PAON, Primary Addressable Object Name. If there is a sub-building for example the building is divided into flats, see Secondary Addressable Object Name (SAON).
SAON Secondary Addressable Object Name. If there is a sub-building, for example the building is divided into flats, there will be a SAON.
Street
Locality
Town/City
District
County
PPD Category Type - Indicates the type of Price Paid transaction. Note that category B does not separately identify the transaction types stated.

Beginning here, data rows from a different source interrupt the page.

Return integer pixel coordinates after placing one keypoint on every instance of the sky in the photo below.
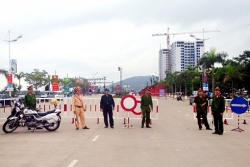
(93, 38)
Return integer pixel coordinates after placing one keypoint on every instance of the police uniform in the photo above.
(201, 110)
(30, 100)
(218, 108)
(146, 101)
(78, 108)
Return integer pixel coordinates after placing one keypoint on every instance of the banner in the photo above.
(55, 86)
(66, 84)
(205, 82)
(13, 66)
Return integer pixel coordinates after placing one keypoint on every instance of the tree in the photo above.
(209, 58)
(19, 77)
(37, 78)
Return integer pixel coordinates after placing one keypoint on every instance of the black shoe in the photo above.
(85, 127)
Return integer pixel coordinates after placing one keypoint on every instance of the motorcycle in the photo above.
(50, 120)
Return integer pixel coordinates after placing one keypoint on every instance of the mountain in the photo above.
(136, 83)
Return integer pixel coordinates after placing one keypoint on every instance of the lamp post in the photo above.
(14, 40)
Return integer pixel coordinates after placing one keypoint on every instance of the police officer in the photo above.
(218, 107)
(78, 108)
(146, 108)
(30, 99)
(200, 103)
(107, 106)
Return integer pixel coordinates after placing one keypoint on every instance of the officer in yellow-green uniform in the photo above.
(218, 108)
(30, 99)
(146, 108)
(200, 103)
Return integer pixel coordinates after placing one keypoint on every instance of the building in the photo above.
(184, 53)
(164, 63)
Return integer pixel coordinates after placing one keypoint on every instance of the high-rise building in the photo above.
(184, 53)
(164, 63)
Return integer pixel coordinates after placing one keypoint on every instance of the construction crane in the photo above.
(181, 33)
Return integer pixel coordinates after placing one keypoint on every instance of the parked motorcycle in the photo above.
(50, 120)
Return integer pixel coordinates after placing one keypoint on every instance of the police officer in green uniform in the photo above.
(218, 108)
(146, 108)
(30, 99)
(201, 102)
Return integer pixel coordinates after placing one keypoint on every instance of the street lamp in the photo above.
(14, 40)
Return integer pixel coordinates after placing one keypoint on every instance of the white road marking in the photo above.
(95, 138)
(72, 163)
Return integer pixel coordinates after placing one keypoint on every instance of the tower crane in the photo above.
(181, 33)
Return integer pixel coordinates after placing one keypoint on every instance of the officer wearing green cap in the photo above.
(30, 99)
(200, 103)
(146, 108)
(218, 108)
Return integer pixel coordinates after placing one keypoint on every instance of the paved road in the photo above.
(174, 140)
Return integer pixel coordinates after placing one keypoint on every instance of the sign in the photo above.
(66, 84)
(239, 105)
(205, 82)
(200, 69)
(130, 103)
(13, 66)
(9, 83)
(118, 87)
(55, 86)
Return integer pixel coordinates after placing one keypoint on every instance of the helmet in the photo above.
(54, 101)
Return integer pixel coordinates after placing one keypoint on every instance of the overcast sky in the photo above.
(83, 37)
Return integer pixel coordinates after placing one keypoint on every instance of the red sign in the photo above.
(55, 86)
(10, 79)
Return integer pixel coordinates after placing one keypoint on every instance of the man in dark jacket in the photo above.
(107, 106)
(218, 108)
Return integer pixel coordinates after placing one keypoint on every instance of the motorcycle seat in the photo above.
(45, 113)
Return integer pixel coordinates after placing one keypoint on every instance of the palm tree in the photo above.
(19, 77)
(209, 58)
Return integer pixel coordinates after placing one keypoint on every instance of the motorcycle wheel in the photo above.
(53, 127)
(10, 125)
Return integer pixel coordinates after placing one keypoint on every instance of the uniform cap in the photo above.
(217, 89)
(200, 90)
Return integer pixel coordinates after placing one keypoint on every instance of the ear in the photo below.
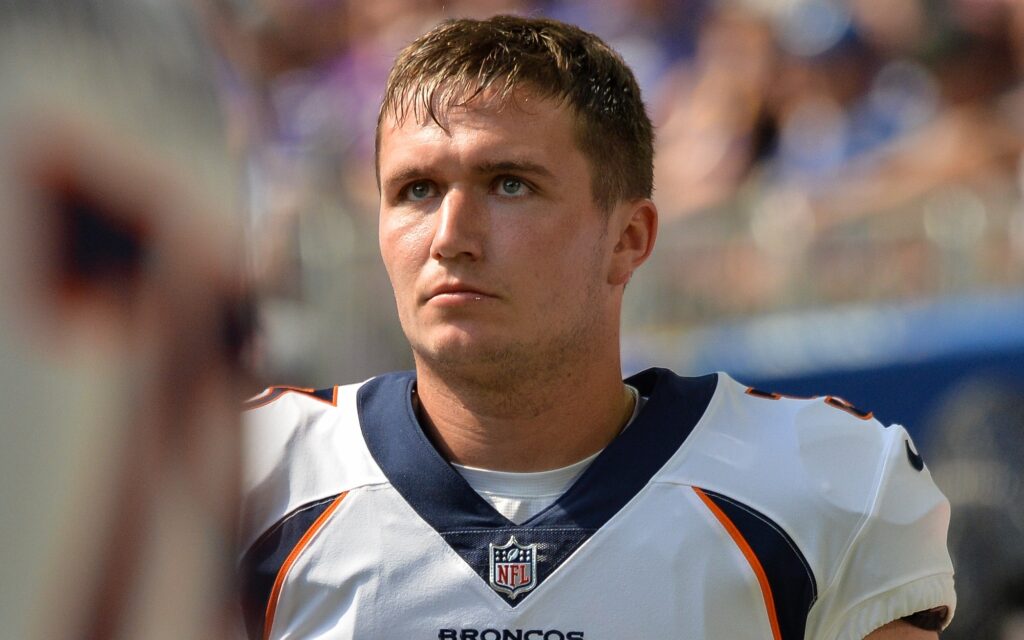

Land Registry has been collecting information on Category A transactions from January 1995. Category B transactions were identified from October 2013
- A = Standard Price Paid entry, includes single residential property sold for full market value.
- B = Additional Price Paid entry including transfers under a power of sale/repossessions, buy-to-lets (where they can be identified by a Mortgage) and transfers to non-private individuals..
Record Status - Monthly file only. Indicates additions, changes and deletions to the records.(see guide below).
- A = Addition
- C = Change
- D = Delete.

1.1 Cleaning the data

First, I load up the .CSV file into pandas.



In [1]:

    
import pandas as pd              # pandas dataframe lib
import datetime as dt            # datetime lib for handling dates
import matplotlib.pyplot as plt  # matplotlib for plots and graphs
import seaborn.apionly as sns    # seaborn for nicer looking plots
sns.set()

df = pd.read_csv(open('pp-2016-part1.csv','rb')) # read the .csv file
cols = ['transaction_id','sale_price','sale_date','postcode','type','new_build','lease','PAON','SAON','street',
        'locality','town','district','county','trans_type','record_type']
df.columns = [cols] # rename the columns to be more readable

There are quite a few columns that we are not going to need for this analysis, so we can use .drop to get rid of them stright away.



In [2]:

    
# drop unused cols
df = df.drop(['town','county','trans_type','record_type','locality',
                            'new_build','lease','district','street','transaction_id'], axis=1)
df.shape # number of rows and cols









    Out[2]:





(411901, 6)

Each of the ~400,000 entries relates to a specific transaction, and not a specific property. So I create a way to identify each unique property based on the house number (['PAON'] and ['SAON']) and ['postcode']. I then filter the transactions to keep those rows with duplicate identities so that all the properties remaining must have been bought and sold at least once within the period under study.



In [3]:

    
identity = ['postcode','PAON','SAON'] # unique identifier information
df = df[df[identity].duplicated(keep=False)] # only keep transactions with duplicate identities
df.shape # down to ~5000 properties









    Out[3]:





(4991, 6)

I noticed that some transactions are duplicated despite having different ['transaction_id'] values! So I filter these out using the property ID and the sale date.



In [4]:

    
# filter duplicate transactions based on unique identifier information and ['end_date']
df = df[~df[['postcode','PAON','SAON','sale_date']].duplicated(keep=False)]
df.shape # down to 3616 properties









    Out[4]:





(3616, 6)

Finally, I give each property a unique ID and sort transactions by date.



In [5]:

    
# add unique property id
df2 = df[identity].drop_duplicates() # get unique values
df2 = df2.reset_index(drop = True).reset_index()  # reset index to create a col named index
df2=df2.rename(columns = {'index':'property_id'}) # rename index
df = pd.merge(df,df2,on = identity,how = 'left') # append ID col with merge
cols = ['property_id','PAON','SAON','postcode','type','sale_price','sale_date'] # re-arrange cols
df = df[cols]
df['sale_date'] = pd.DatetimeIndex(df['sale_date']).normalize()
df = df.sort_values(['property_id','sale_date'], ascending=True) # sort cols on new ID + end date
df = df.reset_index(drop = True) # reset index

In the interest of privicy I drop all remainig identifying information



In [6]:

    
df = df.drop(['PAON','SAON','postcode'], axis=1)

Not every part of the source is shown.